Que consequências sociais e individuais podem surgir devido ao diagnóstico tardio ou tratamento inadequado dos cancros ginecológicos?

O diagnóstico tardio muitas vezes está associado a um prognóstico menos favorável. O tratamento pode ser mais desafiador e as taxas de sobrevivência podem ser reduzidas. Em casos de diagnóstico tardio, podem ser necessárias intervenções mais invasivas, como cirurgias mais extensas, radioterapia agressiva e tratamentos mais intensivos, o que pode impactar negativamente na qualidade de vida. Alguns tratamentos, como cirurgias extensas e radioterapia pélvica, podem afetar a fertilidade.

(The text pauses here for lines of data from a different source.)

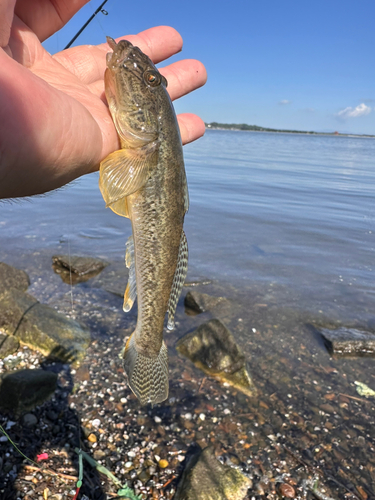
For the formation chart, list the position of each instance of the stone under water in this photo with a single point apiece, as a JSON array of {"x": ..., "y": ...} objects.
[
  {"x": 213, "y": 349},
  {"x": 205, "y": 478}
]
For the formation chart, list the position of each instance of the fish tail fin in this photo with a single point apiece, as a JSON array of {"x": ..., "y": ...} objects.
[{"x": 147, "y": 376}]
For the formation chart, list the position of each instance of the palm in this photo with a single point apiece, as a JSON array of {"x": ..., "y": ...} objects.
[{"x": 59, "y": 125}]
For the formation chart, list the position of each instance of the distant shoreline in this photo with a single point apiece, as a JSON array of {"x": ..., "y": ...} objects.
[{"x": 256, "y": 128}]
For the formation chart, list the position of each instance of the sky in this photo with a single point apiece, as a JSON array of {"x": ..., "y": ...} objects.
[{"x": 281, "y": 64}]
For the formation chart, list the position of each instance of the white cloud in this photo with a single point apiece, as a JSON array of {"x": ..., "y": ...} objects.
[{"x": 359, "y": 110}]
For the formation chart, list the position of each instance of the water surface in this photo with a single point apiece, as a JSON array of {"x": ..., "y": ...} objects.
[{"x": 291, "y": 212}]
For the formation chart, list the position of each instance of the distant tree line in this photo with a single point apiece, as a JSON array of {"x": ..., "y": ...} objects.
[{"x": 256, "y": 128}]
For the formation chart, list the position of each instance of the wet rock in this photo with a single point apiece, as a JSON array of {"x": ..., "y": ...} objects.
[
  {"x": 205, "y": 478},
  {"x": 74, "y": 269},
  {"x": 113, "y": 279},
  {"x": 201, "y": 302},
  {"x": 13, "y": 306},
  {"x": 53, "y": 334},
  {"x": 11, "y": 277},
  {"x": 8, "y": 345},
  {"x": 349, "y": 342},
  {"x": 212, "y": 348},
  {"x": 29, "y": 420},
  {"x": 23, "y": 390}
]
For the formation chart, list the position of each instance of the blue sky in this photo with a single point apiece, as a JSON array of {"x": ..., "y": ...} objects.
[{"x": 292, "y": 64}]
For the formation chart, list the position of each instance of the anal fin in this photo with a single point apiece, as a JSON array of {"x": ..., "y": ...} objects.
[
  {"x": 147, "y": 376},
  {"x": 131, "y": 287},
  {"x": 178, "y": 280}
]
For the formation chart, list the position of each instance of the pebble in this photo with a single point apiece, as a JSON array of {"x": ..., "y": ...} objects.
[
  {"x": 287, "y": 491},
  {"x": 92, "y": 438},
  {"x": 95, "y": 422}
]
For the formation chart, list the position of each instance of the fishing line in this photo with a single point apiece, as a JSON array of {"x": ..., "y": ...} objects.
[
  {"x": 105, "y": 13},
  {"x": 99, "y": 9},
  {"x": 70, "y": 278}
]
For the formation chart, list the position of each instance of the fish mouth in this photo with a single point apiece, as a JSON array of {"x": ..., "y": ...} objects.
[{"x": 125, "y": 55}]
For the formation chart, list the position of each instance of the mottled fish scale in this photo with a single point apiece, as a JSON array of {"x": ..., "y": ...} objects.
[{"x": 145, "y": 181}]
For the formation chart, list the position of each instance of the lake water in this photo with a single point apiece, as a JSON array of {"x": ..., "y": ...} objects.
[{"x": 291, "y": 215}]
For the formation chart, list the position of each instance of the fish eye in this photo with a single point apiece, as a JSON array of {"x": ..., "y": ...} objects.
[{"x": 152, "y": 78}]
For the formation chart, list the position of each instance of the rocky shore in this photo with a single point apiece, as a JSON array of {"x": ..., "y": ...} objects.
[{"x": 300, "y": 429}]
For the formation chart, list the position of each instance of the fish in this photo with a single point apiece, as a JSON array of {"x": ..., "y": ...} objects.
[{"x": 145, "y": 181}]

Em termos de impacto social o diagnóstico tardio e tratamento inadequado podem aumentar os custos para os sistemas de saúde devido à necessidade de tratamentos mais intensivos e prolongados.

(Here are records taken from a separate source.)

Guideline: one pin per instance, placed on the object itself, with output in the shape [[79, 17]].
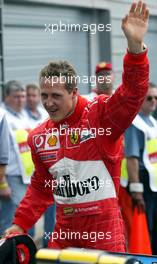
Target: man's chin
[[55, 118]]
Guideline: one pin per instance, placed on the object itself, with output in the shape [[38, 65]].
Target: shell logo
[[52, 141]]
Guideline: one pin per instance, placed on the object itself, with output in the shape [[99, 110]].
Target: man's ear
[[75, 92]]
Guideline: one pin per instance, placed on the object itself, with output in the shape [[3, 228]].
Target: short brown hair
[[32, 86], [61, 69]]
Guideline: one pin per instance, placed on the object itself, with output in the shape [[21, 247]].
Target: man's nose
[[49, 102]]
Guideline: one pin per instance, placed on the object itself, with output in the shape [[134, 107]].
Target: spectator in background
[[36, 115], [5, 191], [20, 166], [104, 81], [141, 156]]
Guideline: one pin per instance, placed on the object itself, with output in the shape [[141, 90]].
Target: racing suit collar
[[75, 116]]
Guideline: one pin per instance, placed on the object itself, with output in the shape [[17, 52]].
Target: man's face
[[150, 102], [104, 82], [58, 102], [33, 98], [16, 100]]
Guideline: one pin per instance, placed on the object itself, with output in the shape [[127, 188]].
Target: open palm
[[135, 24]]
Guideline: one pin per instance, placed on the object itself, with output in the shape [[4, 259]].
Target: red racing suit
[[77, 163]]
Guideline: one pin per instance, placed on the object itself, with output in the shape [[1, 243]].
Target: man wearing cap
[[104, 80], [81, 170]]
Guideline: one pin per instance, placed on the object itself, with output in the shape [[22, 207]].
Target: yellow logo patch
[[74, 138]]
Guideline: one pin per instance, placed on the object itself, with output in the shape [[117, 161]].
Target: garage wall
[[83, 51], [28, 47]]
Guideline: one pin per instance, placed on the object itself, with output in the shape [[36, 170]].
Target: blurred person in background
[[5, 191], [68, 161], [20, 166], [141, 162], [104, 81], [37, 114]]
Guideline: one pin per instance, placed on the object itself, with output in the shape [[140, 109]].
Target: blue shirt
[[4, 140]]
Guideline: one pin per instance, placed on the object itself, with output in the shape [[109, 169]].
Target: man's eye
[[56, 96], [43, 96]]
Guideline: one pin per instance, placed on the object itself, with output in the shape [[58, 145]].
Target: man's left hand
[[135, 26]]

O diagnóstico tardio pode impactar negativamente a rede de apoio social, colocando pressão sobre familiares e amigos que podem se tornar cuidadores.

Quais são os principais mitos ou equívocos sobre os cancros ginecológicos que seriam importantes esclarecer junto das mulheres?

É crucial esclarecer mitos e equívocos sobre os cancros ginecológicos para garantir que as mulheres tenham informações precisas e tomem decisões informadas sobre sua saúde. Alguns dos principais mitos que precisam ser esclarecidos incluem:

"Apenas mulheres mais velhas podem ter cancros ginecológicos." - Cancros ginecológicos podem afetar mulheres de todas as idades, inclusive jovens.

"Se eu não tiver sintomas, não preciso me preocupar com cancros ginecológicos." - Muitos cancros ginecológicos podem ser assintomáticos em estágios iniciais. Exames de rotina, como o Papanicolau, são essenciais mesmo na ausência de sintomas.

“Cancros ginecológicos são sempre hereditários." - Embora exista uma componente genética em alguns casos, a maioria dos cancros ginecológicos ocorre devido a fatores ambientais e de estilo de vida.

"Cancros ginecológicos são sempre fatais." - Com a deteção precoce e avanços nos tratamentos, muitos cancros ginecológicos são tratáveis e têm taxas de sobrevivência favoráveis.

"Se eu tiver HPV, certamente desenvolverei cancro cervical." - O HPV é comum, e a maioria das infeções resolve-se sozinha. Apenas alguns tipos de HPV estão associados a um maior risco de cancro cervical.